LARGO
(2005)Objective
To determine the safety and efficacy of rasagiline (1 mg once daily) as an adjunct to levodopa in patients with Parkinson's disease and motor fluctuations, with entacapone as an active comparator
Study Summary
• On-time without troublesome dyskinesia increased by 0.85 h with both rasagiline and entacapone vs 0.03 h with placebo (P=0.0005 for both), with no increase in troublesome dyskinesia
• Rasagiline uniquely improved UPDRS-PIGD, freezing, and motor scores in the practically defined off-state — effects not seen with entacapone
Intervention
Rasagiline 1 mg once daily orally vs entacapone 200 mg with every levodopa dose vs placebo, as adjunct to optimized levodopa therapy, for 18 weeks (double-dummy design)
Inclusion Criteria
Idiopathic PD (≥2 cardinal signs), modified Hoehn and Yahr <5 in off-state, optimum levodopa therapy stable ≥14 days, motor fluctuations with ≥1 h daily off-time (excluding morning akinesia), 3–8 daily levodopa doses, ability to keep 24-h diaries
Study Design
Arms: Rasagiline 1 mg/d, Entacapone 200 mg with each levodopa dose, Placebo
Patients per Arm: Rasagiline 231, Entacapone 227, Placebo 229
Outcome
• All secondary endpoints met hierarchically: CGI (P<0.0001), UPDRS-ADL off-state (P<0.0001), UPDRS-motor on-state (P<0.0001) for rasagiline
• Rasagiline significantly improved PIGD (P=0.034) and freezing (P=0.045) scores, effects not seen with entacapone; safety profile similar to placebo
Bottom Line
Rasagiline 1 mg once daily reduced mean daily off-time by 0.78 hours more than placebo (P=0.0001), with a magnitude similar to entacapone (0.80 h; P<0.0001). Both drugs increased on-time without troublesome dyskinesia by 0.82 hours vs placebo without increasing troublesome dyskinesia. All hierarchical secondary endpoints (CGI, UPDRS-ADL off-state, UPDRS-motor on-state) were significantly improved. Rasagiline uniquely improved PIGD and freezing scores — effects not achieved by entacapone — possibly reflecting its sustained dopaminergic action from irreversible MAO-B inhibition. Safety was similar to placebo, with convenient once-daily dosing without titration.
Major Points
- LARGO was an 18-week, randomized, double-blind, placebo-controlled, double-dummy, three-arm trial of 687 patients across 74 sites in Europe, Israel, and Argentina
- Primary endpoint met: rasagiline reduced mean daily off-time by 1.18 h vs 0.40 h with placebo (difference −0.78 h; 95% CI −1.18 to −0.39; P=0.0001); entacapone reduced by 1.20 h (difference −0.80 h; 95% CI −1.20 to −0.41; P<0.0001)

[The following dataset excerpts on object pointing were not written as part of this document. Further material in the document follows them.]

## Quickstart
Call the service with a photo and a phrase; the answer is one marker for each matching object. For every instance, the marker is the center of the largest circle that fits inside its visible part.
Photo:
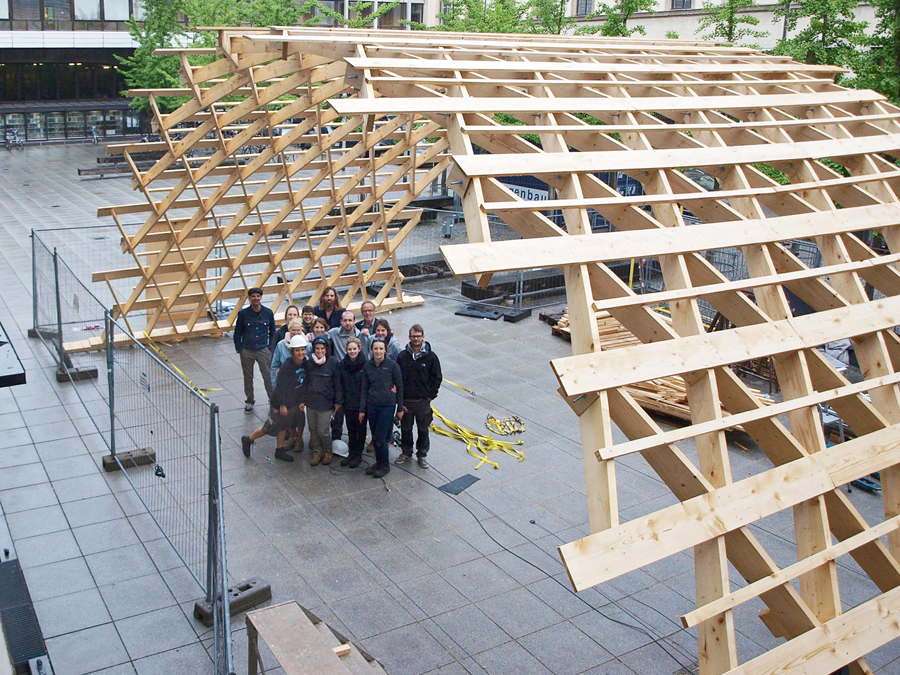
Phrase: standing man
(253, 333)
(328, 308)
(421, 371)
(366, 325)
(338, 337)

- On-time without troublesome dyskinesia increased by 0.85 h for both rasagiline and entacapone vs 0.03 h placebo (P=0.0005 for both); no increase in on-time with troublesome dyskinesia with either drug
- All hierarchical secondary endpoints significant for rasagiline: CGI improvement −0.86 vs −0.37 placebo (P<0.0001); UPDRS-ADL off-state −1.71 (P<0.0001); UPDRS-motor on-state −2.94 (P<0.0001)

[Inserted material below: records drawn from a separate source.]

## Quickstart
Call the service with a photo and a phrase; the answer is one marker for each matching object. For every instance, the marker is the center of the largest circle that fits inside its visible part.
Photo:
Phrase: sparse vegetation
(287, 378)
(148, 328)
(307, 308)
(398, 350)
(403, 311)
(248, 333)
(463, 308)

- Responder analysis (≥1 h off-time reduction): 51% rasagiline, 45% entacapone, 32% placebo (OR 2.5 rasagiline vs placebo; P<0.0001)

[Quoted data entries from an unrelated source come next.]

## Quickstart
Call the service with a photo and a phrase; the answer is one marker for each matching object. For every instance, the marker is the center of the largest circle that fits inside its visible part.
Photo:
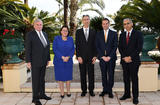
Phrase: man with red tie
(130, 46)
(106, 44)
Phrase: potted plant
(12, 44)
(155, 55)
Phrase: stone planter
(148, 45)
(13, 47)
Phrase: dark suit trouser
(85, 68)
(130, 73)
(38, 81)
(107, 71)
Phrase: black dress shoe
(68, 95)
(135, 101)
(124, 97)
(110, 95)
(102, 94)
(92, 93)
(62, 96)
(45, 97)
(83, 94)
(36, 102)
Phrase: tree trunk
(65, 12)
(26, 2)
(73, 10)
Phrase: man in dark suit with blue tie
(130, 46)
(86, 55)
(37, 58)
(106, 44)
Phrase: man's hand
(48, 63)
(106, 59)
(29, 65)
(94, 60)
(80, 60)
(65, 59)
(127, 59)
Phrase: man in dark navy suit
(86, 55)
(37, 58)
(130, 46)
(106, 44)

- Rasagiline significantly improved UPDRS-PIGD (−0.31; P=0.034), freezing (−0.16; P=0.045), and motor score in the practically defined off-state (−5.64; P=0.013) — none of these reached significance with entacapone
- UPDRS-dyskinesia scores showed no significant increase with either active treatment vs placebo, and levodopa dose was only minimally reduced (−24 mg rasagiline, −19 mg entacapone)
- Efficacy was independent of age (<70 vs ≥70 years) and unaffected by concomitant dopamine agonist use (~60% of patients)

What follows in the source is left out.